The pitchers have their own award, the Cy Young, which Detroit Tigers ace Justin Verlander won earlier this offseason. He was without a doubt the best pitcher in the American League. Yet, giving the MVP to someone who appears in 35 games a season, no matter his impact, instead of a everyday player who appears in 155-plus games is hard to fathom. Major League Baseball needs to make the MVP the MVEDP (Most Valuable Every Day Player, as proposed to me by LittleSaintClouds). The league won’t, but they will have to live with the reality that Ellsbury and Kemp were robbed of the award.
Ellsbury’s candidacy among the Baseball Writers Association of America was particularly questionable. Four writers put him fifth on the ballot. This is a player who hit .321 with 32 homers, 105 rbi’s, 119 runs, 212 hits, 39 stolen bases, and 46 doubles. While nearly everyone else struggled in September, he hit .358 with a .400 OBP, eight homers, and 21 rbi’s. He was the best all-around player in the American League and perhaps all of baseball for the Boston Red Sox. He didn’t make an error in center-field, either. And he did all this coming off a season in which he missed all but 18 games due to a rib injury. It was a career year, and all he has to show for it is a Silver Slugger Award and a Comeback Player of the Year Award. Those are nice, but his season-long performance warranted the most noteworthy individual award of all.
Teammate Dustin Pedroia, who won the MVP in 2008, was frustrated at Ellsbury’s second-place finish, as documented by ESPN Boston‘s Joe McDonald:
“Obviously if you ask any of our guys we’re going to be biased to Jacoby because we saw it firsthand what kind of year he had and what he means to our team. Obviously I feel he deserves to win it.

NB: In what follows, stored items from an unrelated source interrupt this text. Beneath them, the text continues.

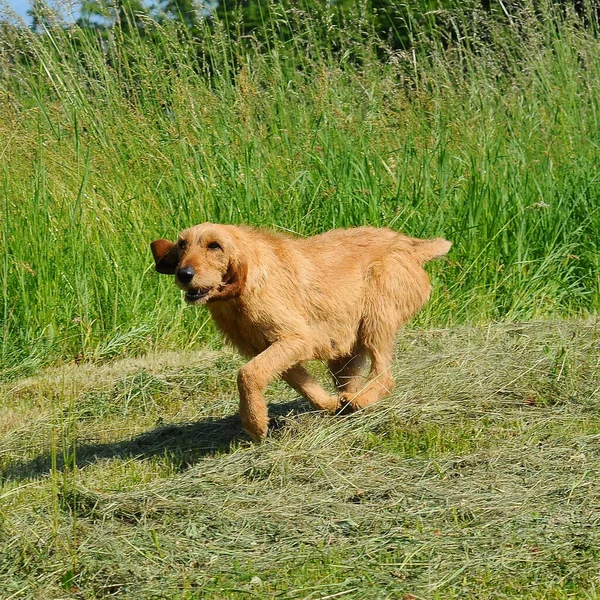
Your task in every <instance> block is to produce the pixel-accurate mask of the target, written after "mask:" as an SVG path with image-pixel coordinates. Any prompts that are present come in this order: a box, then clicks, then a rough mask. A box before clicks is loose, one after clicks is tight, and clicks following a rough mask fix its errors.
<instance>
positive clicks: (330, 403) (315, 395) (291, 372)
mask: <svg viewBox="0 0 600 600" xmlns="http://www.w3.org/2000/svg"><path fill="white" fill-rule="evenodd" d="M281 377H282V379H283V380H284V381H285V382H286V383H287V384H288V385H289V386H290V387H292V388H293V389H294V390H296V391H297V392H298V393H299V394H300V395H302V396H303V397H304V398H306V399H307V400H308V401H309V402H310V403H311V404H312V405H313V406H314V407H315V408H316V409H317V410H326V411H328V412H331V413H333V412H335V411H336V410H337V409H338V408H339V403H338V398H337V396H332V395H331V394H329V393H327V391H326V390H324V389H323V388H322V387H321V386H320V385H319V383H317V381H315V379H314V378H313V377H311V376H310V375H309V373H308V372H307V371H306V369H305V368H304V367H303V366H302V365H299V364H298V365H294V366H293V367H292V368H291V369H288V370H287V371H285V372H284V373H283V374H282V375H281Z"/></svg>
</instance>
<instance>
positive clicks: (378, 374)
mask: <svg viewBox="0 0 600 600" xmlns="http://www.w3.org/2000/svg"><path fill="white" fill-rule="evenodd" d="M391 364H392V349H391V344H390V348H389V349H385V350H382V349H380V348H379V349H372V350H371V370H370V372H369V379H368V381H367V382H365V384H364V385H363V387H362V388H361V389H359V390H357V391H356V393H351V392H343V393H342V394H340V400H341V403H342V405H345V406H346V407H348V408H349V409H351V410H358V409H360V408H364V407H365V406H368V405H369V404H372V403H373V402H376V401H377V400H379V399H380V398H383V397H384V396H387V395H388V394H390V393H391V392H392V391H393V389H394V378H393V377H392V375H391ZM344 412H345V411H344Z"/></svg>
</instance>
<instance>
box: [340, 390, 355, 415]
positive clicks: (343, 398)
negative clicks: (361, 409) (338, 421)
mask: <svg viewBox="0 0 600 600" xmlns="http://www.w3.org/2000/svg"><path fill="white" fill-rule="evenodd" d="M353 399H354V394H348V393H341V394H340V397H339V401H338V409H337V410H336V413H335V414H336V415H349V414H352V413H353V412H356V411H357V410H358V409H359V408H360V407H359V406H357V405H356V404H355V403H354V401H353Z"/></svg>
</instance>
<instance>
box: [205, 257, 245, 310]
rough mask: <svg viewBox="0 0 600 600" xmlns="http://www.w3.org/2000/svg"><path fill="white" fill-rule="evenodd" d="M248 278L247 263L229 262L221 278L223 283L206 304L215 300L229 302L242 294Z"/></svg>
mask: <svg viewBox="0 0 600 600" xmlns="http://www.w3.org/2000/svg"><path fill="white" fill-rule="evenodd" d="M247 277H248V263H247V262H246V261H241V260H237V261H235V262H234V261H230V262H229V266H228V267H227V272H226V273H225V275H224V276H223V283H222V284H221V285H220V286H219V291H218V292H217V293H216V294H215V295H214V296H211V297H210V298H209V299H208V300H207V303H209V302H214V301H215V300H229V299H231V298H237V297H239V296H241V295H242V294H243V293H244V288H245V287H246V279H247Z"/></svg>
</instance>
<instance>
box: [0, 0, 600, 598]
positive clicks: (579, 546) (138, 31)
mask: <svg viewBox="0 0 600 600" xmlns="http://www.w3.org/2000/svg"><path fill="white" fill-rule="evenodd" d="M583 5H584V8H585V7H587V13H586V15H587V16H586V15H582V14H579V15H578V14H577V13H576V12H575V11H574V10H572V8H571V5H570V4H568V3H563V4H561V5H553V4H545V3H541V4H539V5H538V4H536V5H535V6H534V5H533V4H530V3H528V2H523V3H521V4H519V5H517V4H514V3H513V4H511V3H504V4H501V5H500V6H501V8H498V7H495V5H494V7H495V8H494V9H493V10H491V11H486V10H483V9H482V8H481V6H480V5H479V4H464V5H462V6H461V7H459V8H454V9H447V10H441V9H440V10H437V11H435V10H433V11H430V12H429V13H426V14H419V15H417V14H416V13H415V14H414V15H413V14H412V13H410V12H408V13H406V23H405V25H406V31H407V32H408V33H407V34H406V35H408V42H407V44H406V45H405V47H402V48H395V47H392V46H390V45H389V44H387V43H386V40H385V38H382V37H381V36H380V35H378V34H377V32H376V31H375V30H374V28H373V21H372V20H371V19H369V18H368V17H369V11H368V7H367V5H363V4H361V3H357V4H356V6H355V7H353V8H350V9H348V10H347V11H346V12H336V11H335V10H333V8H332V7H335V3H334V4H332V5H331V6H329V5H328V6H329V8H327V7H325V5H322V4H318V5H317V4H310V5H309V4H306V5H305V4H297V5H292V6H291V7H290V6H288V7H284V5H283V4H269V3H266V4H264V6H266V7H267V8H268V10H266V12H265V13H261V21H260V25H259V26H258V27H257V28H256V29H254V30H252V31H245V30H244V29H243V27H242V23H241V22H240V21H238V20H236V19H235V18H231V19H229V18H223V19H215V20H212V21H209V20H207V21H206V22H203V23H202V24H201V26H200V27H199V28H198V29H197V30H195V31H194V32H193V34H192V32H191V31H190V30H189V29H186V27H184V25H182V23H180V22H177V21H175V20H163V21H161V22H155V21H152V20H149V19H146V18H142V17H139V19H138V21H137V22H135V23H134V20H132V21H128V20H127V19H126V18H125V20H124V21H123V22H121V23H120V26H119V27H116V26H115V27H113V28H111V29H108V30H105V31H100V30H98V31H90V30H89V29H86V28H85V27H82V26H81V25H78V24H70V25H69V24H67V25H65V24H62V25H61V23H59V22H53V21H52V20H46V21H44V22H43V24H42V25H41V30H40V31H38V32H37V33H34V32H32V31H31V30H29V29H26V28H23V27H21V26H14V25H11V24H10V23H9V22H5V23H0V215H1V216H0V249H1V250H2V252H1V254H0V286H1V287H2V305H1V306H0V437H1V440H0V475H1V476H0V547H2V548H3V550H2V551H1V552H0V598H2V599H3V600H4V599H6V600H8V599H9V598H10V599H13V598H15V599H16V598H36V599H38V598H39V599H44V600H45V599H48V598H53V599H54V598H56V599H58V598H82V599H83V598H85V599H88V598H104V597H115V598H131V599H140V598H143V599H146V598H169V599H171V598H173V599H175V598H205V597H206V598H247V597H250V598H252V597H254V598H306V599H309V598H310V599H314V600H316V599H318V598H321V599H325V598H366V599H367V598H390V599H391V598H406V599H413V598H419V599H420V598H438V599H440V600H442V599H447V598H468V597H472V598H517V597H518V598H549V599H554V598H561V599H562V598H586V599H592V598H598V597H599V596H600V591H599V590H600V577H599V575H598V574H599V573H600V554H599V552H598V548H599V547H600V546H599V542H600V540H599V539H598V520H599V519H600V504H599V502H598V497H599V493H600V490H598V482H597V478H595V476H594V473H597V472H598V469H600V445H599V440H600V437H599V436H600V420H599V417H598V415H599V414H600V411H599V409H600V380H599V373H600V324H599V323H598V318H597V313H598V308H599V306H600V36H599V31H598V23H597V19H596V15H595V14H594V10H595V8H594V5H592V4H590V5H587V4H585V3H583ZM261 6H263V5H262V4H261ZM232 14H233V13H232ZM234 16H235V14H234ZM134 25H135V26H134ZM202 221H215V222H223V223H245V224H251V225H256V226H262V227H268V228H272V229H276V230H282V231H287V232H292V233H294V234H296V235H301V236H309V235H313V234H316V233H320V232H323V231H325V230H327V229H331V228H334V227H351V226H355V225H365V224H368V225H374V226H385V227H391V228H393V229H397V230H400V231H403V232H405V233H407V234H409V235H412V236H415V237H435V236H443V237H445V238H447V239H449V240H451V241H452V242H453V247H452V250H451V252H450V253H449V254H448V256H447V257H446V258H444V259H442V260H439V261H436V262H435V263H431V264H430V265H429V267H428V270H429V272H430V275H431V279H432V282H433V285H434V293H433V296H432V299H431V301H430V303H429V304H428V306H427V307H426V308H425V310H424V311H423V312H422V313H421V314H420V315H419V316H418V318H417V319H416V320H415V322H414V323H413V324H412V325H411V326H410V327H409V328H407V329H406V330H405V331H403V332H401V334H400V336H399V342H398V354H397V360H396V362H395V366H394V374H395V376H396V378H397V388H396V391H395V392H394V394H393V395H392V396H391V397H390V398H389V399H386V400H384V401H382V402H381V403H379V404H378V405H377V406H375V407H373V408H372V409H370V410H367V411H364V412H362V413H358V414H356V415H351V416H349V417H338V418H332V417H324V416H323V415H319V414H315V413H312V412H309V410H308V406H307V405H306V404H305V403H304V402H303V401H302V400H300V399H298V398H296V397H295V396H294V394H293V393H292V392H291V391H290V390H288V389H287V388H286V387H285V386H283V385H280V384H273V385H272V386H271V387H270V388H269V391H268V399H269V402H270V405H271V410H272V413H273V417H274V420H275V422H276V425H277V426H276V428H275V429H274V431H273V433H272V435H271V436H270V438H269V439H268V440H267V442H266V443H265V444H263V445H261V446H254V445H252V444H250V443H249V441H248V439H247V438H246V437H245V436H244V434H243V432H242V430H241V426H240V424H239V420H238V418H237V416H236V410H237V406H236V404H237V396H236V387H235V377H236V369H237V368H238V367H239V365H240V364H241V362H240V359H239V358H238V357H237V356H236V355H235V354H234V353H233V352H232V351H231V350H230V349H227V348H224V347H223V345H222V343H221V340H220V337H219V336H218V334H217V333H216V331H215V329H214V327H213V325H212V323H211V321H210V319H209V318H208V314H207V312H206V311H205V310H203V309H197V308H194V307H188V306H186V305H185V304H184V303H183V302H182V300H181V298H180V293H179V291H178V290H177V289H176V287H175V286H174V285H173V282H172V281H170V280H169V278H166V277H161V276H159V275H158V274H157V273H155V272H154V265H153V261H152V255H151V253H150V250H149V244H150V242H151V241H152V240H154V239H157V238H162V237H166V238H170V239H174V238H175V237H176V236H177V233H178V231H179V230H181V229H183V228H185V227H188V226H190V225H192V224H195V223H199V222H202ZM313 368H314V369H315V370H316V372H317V373H318V374H319V376H320V377H323V378H325V377H326V373H325V370H324V368H323V367H322V366H321V365H315V366H314V367H313Z"/></svg>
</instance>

“We all know Verlander’s year was pretty incredible with his numbers and he deserves the attention he’s getting. He had an unbelievable season, but in my opinion, he pitched 34 games and Ells played 158, so I think if a pitcher should win it he should impact, in those 34 games, in an extraordinary amount of the time and he did that, no question. But Ells impacted a lot more than 34 games for our team.”

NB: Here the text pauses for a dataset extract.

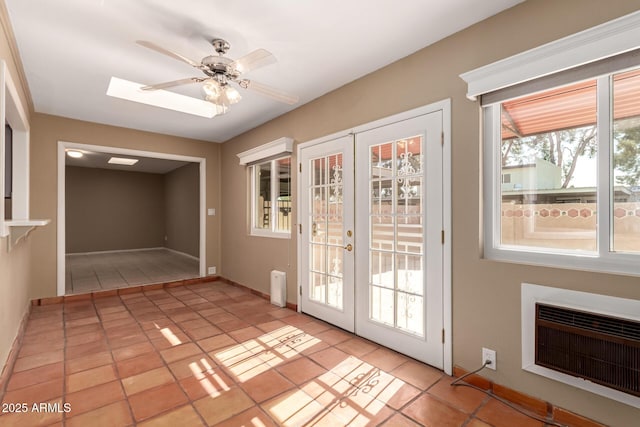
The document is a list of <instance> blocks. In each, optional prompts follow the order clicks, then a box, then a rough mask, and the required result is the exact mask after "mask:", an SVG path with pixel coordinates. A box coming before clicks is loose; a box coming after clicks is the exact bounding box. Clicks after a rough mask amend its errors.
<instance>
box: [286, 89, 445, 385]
mask: <svg viewBox="0 0 640 427" xmlns="http://www.w3.org/2000/svg"><path fill="white" fill-rule="evenodd" d="M440 110H441V111H442V130H443V132H444V147H443V154H442V155H443V165H442V174H443V175H442V191H443V200H442V205H443V206H442V216H443V228H444V232H445V236H446V237H445V244H444V254H443V263H444V271H443V302H442V303H443V309H442V315H443V319H442V320H443V327H444V331H445V342H444V350H443V353H444V354H443V364H444V372H445V373H446V374H448V375H452V374H453V334H452V331H453V305H452V271H451V265H452V254H451V247H452V245H451V236H452V232H451V230H452V229H451V226H452V225H451V224H452V220H451V192H452V184H451V151H452V150H451V99H444V100H442V101H438V102H434V103H432V104H429V105H424V106H422V107H418V108H414V109H412V110H409V111H404V112H402V113H398V114H394V115H392V116H388V117H384V118H382V119H378V120H374V121H372V122H369V123H365V124H362V125H358V126H354V127H352V128H350V129H345V130H342V131H339V132H335V133H333V134H331V135H326V136H322V137H320V138H315V139H312V140H310V141H307V142H304V143H300V144H298V146H297V148H296V158H297V159H300V150H302V149H303V148H307V147H310V146H313V145H316V144H321V143H323V142H327V141H331V140H334V139H337V138H340V137H344V136H346V135H349V134H355V133H360V132H364V131H367V130H371V129H375V128H378V127H382V126H386V125H388V124H391V123H396V122H399V121H402V120H408V119H411V118H414V117H417V116H421V115H425V114H429V113H433V112H435V111H440ZM296 194H297V196H298V197H297V200H300V198H301V197H302V188H301V179H300V177H298V179H297V188H296ZM297 211H298V213H297V214H298V217H297V221H298V224H300V223H301V221H302V218H301V217H300V215H301V212H300V209H298V210H297ZM296 225H297V224H296ZM295 228H297V227H295ZM294 232H297V231H295V229H294ZM298 242H300V239H298ZM297 249H298V268H297V281H298V286H297V290H298V292H297V299H296V304H297V306H298V311H300V308H301V304H300V286H302V285H301V284H302V268H301V266H300V264H299V263H300V260H301V259H302V250H303V248H302V247H301V245H300V244H298V248H297Z"/></svg>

Ballots are cast before the postseason begins, but it appears the team’s finish factors into decisions. Detroit made the playoffs and Boston crumbled. That shouldn’t matter. As Pedroia said, Ellsbury proved to be far more valuable on a day-to-day basis than Verlander. The Tigers ace would sit on the pine four out of every five games and chew gum while Ellsbury worked his tail off, game in game out, trying to get on base, swipe bags, crush homers, and make diving catches.

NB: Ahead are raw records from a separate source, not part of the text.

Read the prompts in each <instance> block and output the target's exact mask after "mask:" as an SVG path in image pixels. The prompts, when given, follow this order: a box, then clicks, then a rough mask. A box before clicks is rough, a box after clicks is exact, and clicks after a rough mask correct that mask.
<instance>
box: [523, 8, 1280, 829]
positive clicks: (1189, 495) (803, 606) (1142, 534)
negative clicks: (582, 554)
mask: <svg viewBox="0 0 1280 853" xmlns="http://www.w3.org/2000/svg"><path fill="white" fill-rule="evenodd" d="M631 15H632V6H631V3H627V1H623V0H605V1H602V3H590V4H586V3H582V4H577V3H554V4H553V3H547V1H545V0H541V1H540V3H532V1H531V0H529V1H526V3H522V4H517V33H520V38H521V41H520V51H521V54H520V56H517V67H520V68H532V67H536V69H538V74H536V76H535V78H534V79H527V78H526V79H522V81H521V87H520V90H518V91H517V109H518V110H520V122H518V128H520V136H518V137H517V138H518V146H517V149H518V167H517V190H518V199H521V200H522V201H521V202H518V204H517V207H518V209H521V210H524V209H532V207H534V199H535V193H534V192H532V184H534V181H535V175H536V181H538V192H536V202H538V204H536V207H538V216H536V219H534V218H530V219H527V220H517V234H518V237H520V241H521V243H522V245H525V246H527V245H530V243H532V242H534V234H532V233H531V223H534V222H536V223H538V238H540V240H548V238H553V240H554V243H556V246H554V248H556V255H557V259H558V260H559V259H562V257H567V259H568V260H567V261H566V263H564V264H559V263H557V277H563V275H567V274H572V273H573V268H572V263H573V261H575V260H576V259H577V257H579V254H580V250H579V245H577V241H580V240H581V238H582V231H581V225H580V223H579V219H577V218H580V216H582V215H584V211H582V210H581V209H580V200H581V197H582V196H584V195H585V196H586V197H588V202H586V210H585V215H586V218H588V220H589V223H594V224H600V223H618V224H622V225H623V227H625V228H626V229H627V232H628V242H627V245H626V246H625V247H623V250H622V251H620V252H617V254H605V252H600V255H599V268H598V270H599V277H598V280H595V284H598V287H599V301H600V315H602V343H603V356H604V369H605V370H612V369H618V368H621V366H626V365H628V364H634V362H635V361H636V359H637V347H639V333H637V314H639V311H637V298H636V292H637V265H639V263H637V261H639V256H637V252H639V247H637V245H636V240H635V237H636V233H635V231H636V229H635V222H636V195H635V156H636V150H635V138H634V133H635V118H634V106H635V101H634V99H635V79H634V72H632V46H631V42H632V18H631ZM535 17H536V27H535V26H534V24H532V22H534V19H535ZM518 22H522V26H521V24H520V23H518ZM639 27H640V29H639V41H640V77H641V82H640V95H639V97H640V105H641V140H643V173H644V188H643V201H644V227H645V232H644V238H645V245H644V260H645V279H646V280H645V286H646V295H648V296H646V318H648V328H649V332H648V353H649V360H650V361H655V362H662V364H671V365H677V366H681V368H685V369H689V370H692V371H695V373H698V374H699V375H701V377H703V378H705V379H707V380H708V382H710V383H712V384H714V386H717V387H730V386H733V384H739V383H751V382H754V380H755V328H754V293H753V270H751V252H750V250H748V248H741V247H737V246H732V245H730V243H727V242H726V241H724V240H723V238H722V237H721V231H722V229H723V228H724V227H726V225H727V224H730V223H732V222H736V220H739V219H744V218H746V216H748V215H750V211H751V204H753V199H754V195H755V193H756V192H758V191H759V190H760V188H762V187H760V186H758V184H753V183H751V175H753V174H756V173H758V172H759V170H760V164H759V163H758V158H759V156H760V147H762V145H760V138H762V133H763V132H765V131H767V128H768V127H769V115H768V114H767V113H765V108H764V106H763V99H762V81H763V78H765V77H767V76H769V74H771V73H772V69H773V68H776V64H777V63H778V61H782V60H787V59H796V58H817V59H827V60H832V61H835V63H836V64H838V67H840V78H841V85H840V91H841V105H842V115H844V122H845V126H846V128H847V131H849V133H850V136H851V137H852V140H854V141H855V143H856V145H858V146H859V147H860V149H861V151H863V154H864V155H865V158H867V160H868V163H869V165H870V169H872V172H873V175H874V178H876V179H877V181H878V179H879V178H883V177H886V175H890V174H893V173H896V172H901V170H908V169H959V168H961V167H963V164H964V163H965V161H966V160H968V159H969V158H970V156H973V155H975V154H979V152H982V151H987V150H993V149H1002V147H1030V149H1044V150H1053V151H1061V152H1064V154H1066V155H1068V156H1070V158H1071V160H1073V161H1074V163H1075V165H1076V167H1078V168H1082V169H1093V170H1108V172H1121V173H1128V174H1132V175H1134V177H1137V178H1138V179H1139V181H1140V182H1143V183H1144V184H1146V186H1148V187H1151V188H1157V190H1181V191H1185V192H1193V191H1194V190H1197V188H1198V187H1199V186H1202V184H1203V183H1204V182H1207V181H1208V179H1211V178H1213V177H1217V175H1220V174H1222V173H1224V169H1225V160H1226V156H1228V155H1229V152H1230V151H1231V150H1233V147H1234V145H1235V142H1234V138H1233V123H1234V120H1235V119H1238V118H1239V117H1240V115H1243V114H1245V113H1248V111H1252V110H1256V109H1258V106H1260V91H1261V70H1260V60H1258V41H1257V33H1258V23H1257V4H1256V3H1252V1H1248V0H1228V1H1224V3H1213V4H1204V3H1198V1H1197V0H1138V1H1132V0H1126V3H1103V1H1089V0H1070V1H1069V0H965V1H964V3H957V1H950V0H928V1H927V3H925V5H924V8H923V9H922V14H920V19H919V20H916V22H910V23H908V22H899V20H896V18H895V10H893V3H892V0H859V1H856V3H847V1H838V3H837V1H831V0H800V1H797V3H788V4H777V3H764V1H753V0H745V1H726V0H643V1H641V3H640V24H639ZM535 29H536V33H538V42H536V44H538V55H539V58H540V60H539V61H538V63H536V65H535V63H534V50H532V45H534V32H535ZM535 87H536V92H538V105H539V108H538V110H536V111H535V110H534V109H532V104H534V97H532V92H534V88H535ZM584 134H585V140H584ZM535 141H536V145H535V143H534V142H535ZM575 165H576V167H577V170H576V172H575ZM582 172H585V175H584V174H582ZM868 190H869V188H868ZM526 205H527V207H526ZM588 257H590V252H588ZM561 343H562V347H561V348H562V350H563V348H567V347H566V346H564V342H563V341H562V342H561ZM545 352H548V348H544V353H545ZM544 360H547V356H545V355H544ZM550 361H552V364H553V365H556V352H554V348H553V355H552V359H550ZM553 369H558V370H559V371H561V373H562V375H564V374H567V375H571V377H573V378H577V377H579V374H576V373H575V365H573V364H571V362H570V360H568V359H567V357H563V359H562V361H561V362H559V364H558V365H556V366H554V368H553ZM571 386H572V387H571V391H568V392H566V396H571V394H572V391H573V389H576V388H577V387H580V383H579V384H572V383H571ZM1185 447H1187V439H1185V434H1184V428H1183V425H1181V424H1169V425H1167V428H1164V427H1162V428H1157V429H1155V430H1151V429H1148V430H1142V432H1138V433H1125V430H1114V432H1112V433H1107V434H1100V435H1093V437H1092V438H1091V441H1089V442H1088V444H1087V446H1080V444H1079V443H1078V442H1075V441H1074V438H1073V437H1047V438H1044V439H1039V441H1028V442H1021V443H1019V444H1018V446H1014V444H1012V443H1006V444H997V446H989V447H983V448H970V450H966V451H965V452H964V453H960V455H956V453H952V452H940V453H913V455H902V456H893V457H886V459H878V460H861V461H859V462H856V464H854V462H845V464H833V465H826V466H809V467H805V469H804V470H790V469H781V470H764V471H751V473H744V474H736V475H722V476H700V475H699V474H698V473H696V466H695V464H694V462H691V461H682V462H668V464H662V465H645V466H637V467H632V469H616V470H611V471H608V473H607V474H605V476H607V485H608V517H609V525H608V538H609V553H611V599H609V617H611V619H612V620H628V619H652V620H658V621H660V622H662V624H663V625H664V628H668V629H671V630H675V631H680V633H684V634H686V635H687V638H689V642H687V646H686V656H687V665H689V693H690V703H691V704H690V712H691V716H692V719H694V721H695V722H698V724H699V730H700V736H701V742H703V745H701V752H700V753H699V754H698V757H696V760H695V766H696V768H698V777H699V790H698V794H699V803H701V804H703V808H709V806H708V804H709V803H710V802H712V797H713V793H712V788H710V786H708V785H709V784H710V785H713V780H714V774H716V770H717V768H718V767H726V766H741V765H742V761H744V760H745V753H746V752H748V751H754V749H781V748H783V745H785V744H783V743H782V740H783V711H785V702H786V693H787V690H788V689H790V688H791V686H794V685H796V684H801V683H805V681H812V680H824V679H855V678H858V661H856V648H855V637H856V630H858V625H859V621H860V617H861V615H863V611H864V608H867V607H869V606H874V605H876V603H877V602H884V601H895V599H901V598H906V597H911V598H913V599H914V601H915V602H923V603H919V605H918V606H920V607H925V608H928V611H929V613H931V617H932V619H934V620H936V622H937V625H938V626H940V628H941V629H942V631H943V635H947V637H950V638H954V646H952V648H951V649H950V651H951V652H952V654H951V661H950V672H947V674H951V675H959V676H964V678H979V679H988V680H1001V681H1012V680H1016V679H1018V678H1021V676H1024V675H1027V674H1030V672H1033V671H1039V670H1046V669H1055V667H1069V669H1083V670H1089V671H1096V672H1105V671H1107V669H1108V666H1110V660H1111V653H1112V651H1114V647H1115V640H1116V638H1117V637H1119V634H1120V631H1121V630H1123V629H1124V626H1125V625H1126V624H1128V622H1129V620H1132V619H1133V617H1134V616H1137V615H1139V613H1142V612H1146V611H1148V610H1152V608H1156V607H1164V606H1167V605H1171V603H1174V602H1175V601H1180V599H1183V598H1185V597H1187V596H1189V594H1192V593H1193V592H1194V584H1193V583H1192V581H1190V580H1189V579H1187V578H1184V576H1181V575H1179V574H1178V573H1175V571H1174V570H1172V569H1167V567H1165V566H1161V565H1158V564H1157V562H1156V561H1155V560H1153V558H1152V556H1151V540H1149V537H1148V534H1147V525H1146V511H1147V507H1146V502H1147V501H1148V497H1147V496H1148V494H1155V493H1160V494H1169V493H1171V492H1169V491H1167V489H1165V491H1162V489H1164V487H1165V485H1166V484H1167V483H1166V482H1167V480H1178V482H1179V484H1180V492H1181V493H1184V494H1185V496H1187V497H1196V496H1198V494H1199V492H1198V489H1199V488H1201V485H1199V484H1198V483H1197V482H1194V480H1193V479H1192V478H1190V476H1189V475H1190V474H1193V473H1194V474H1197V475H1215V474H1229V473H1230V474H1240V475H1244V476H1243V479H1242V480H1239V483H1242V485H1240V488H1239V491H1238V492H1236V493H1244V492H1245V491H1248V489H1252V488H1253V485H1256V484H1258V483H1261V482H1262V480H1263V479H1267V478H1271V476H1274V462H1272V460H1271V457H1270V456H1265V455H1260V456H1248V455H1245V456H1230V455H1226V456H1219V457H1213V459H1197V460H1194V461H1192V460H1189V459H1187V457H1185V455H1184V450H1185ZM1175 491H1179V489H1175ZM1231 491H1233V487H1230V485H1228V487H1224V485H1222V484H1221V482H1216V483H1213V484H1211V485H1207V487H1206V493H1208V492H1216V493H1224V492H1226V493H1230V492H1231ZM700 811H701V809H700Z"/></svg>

Kemp was going against a fellow position player, but it seemed to be a forgone conclusion that he would win despite his Dodgers struggles. He was the best hitter in the National League–their glue, their engine. He was better than the Milwaukee Brewers’ Ryan Braun, who won the NL MVP, in every noteworthy statistical category except batting average. He missed only one game; Braun missed 12. He drove in 126 runs; Braun drove in 111. He hit 39 homers; Braun had 33. He stole 40 bases; Braun stole 33. He also had more hits and a higher OBP. And he got six third-place votes. Unbelievable.
This is a much closer race than in the American League. Braun nearly matched Kemp’s numbers while playing in less games. That’s impressive, but Kemp was nonetheless better. He played center-field while Braun played left-field. There’s a large gap in the defensive talent it takes to play center compared to left. Kemp made five errors, which is a very small amount given how much ground he has to cover. Braun committed only one, but he covers far less ground.
Fresh off the snub and the signing of a eight-year, $160 million deal, Kemp set his sights eye. He was one steal away from becoming just the fifth member of the 40-stolen base, 40-home-run club this season, but accomplishing that in 2012 is not what he is looking to do. He wants to become the first to do 50-50.
Ellsbury will look to get even better, too. That is all these two players can do in their effort to acquire the number of first-place votes they deserve–votes they should have got after their remarkable 2011 seasons.